Al contrario, los testimonios históricos apuntan que Alfonso VI no solo aceptó el vasallaje de Rodrigo Díaz, sino que fue admitido en el nuevo reinado en el círculo mucho íntimo y reducido de los fideles del Rey. Como prueba del aprecio que le conservaba Alfonso, es que le garantizó un matrimonio con una dama asturiana, Jimena Díaz, hija del Conde de Asturias y hermana de otros tres condes, esto es, perteneciente a uno de los linajes más elevados del reino.
No fue hasta más tarde que señor y vasallo se enemistaron por motivos que no resultan excepcionales en la época. Según la «Historia Roderici» (biografía escrita tan sólo algún decenio tras la muerte del héroe), en 1079 Don Rodrigo fue enviado a Sevilla a cobrar las parias (el tributo) al soberano de este reino taifa. Allí, el castellano mantuvo un grave choque con el Conde García Ordóñez por defender a al-Mutámid, vasallo también de Alfonso VI. No obstante, la versión del conde prevaleció en la corte y predispuso al Rey contra El Cid.
¿Mercenario o mozárabe?
En el año 1081, el Rey Alfonso de León se encontraba batallando por tierras toledanas sin Rodrigo, quien justificó su ausencia alegando estar enfermo, cuando los musulmanes atacaron por sorpresa Gormaz (Soria) obteniendo un importante botín.
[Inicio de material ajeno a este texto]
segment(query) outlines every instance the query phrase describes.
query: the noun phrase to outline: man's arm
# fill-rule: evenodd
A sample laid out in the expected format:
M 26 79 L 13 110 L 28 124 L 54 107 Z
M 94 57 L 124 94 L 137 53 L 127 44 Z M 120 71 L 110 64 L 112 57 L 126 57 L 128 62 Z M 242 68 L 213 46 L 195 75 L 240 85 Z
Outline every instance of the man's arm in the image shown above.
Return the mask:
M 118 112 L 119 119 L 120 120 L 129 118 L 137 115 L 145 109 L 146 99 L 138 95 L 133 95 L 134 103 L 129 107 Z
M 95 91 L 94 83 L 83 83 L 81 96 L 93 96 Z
Sin esperar órdenes del Rey, Rodrigo reunió su ejército y penetró en el reino toledano buscando a los culpables.
Esta actuación militar inoportuna realizada por El Cid en Toledo, ciudad de la que retornó trayendo consigo hasta 7.000 cautivos entre hombres y mujeres, interfirió en los planes de Alfonso para anexionar este territorio sin necesidad de violencia. A modo de castigo, el Monarca decretó el destierro del caballero, lo que no conllevó la pérdida de los bienes personales ni afectó a los familiares próximos del desterrado
Se esperaba, dentro de los ideales caballerescos, que El Cid se ganara con sus futuras gestas el perdón regio sirviendo a causas militares que, al menos, no fueran directamente en contra de los intereses del Rey leonés. El hecho de que, tras no ser bien acogido por los Condes Ramón Berenguer II y Berenguer Ramón II, pusiera su espada a disposición de la corte musulmana de Zaragoza ha servido a muchos historiadores para sostener que Don Rodrigo era un «personaje mozárabe», tan próximo al Islam como al Cristianismo.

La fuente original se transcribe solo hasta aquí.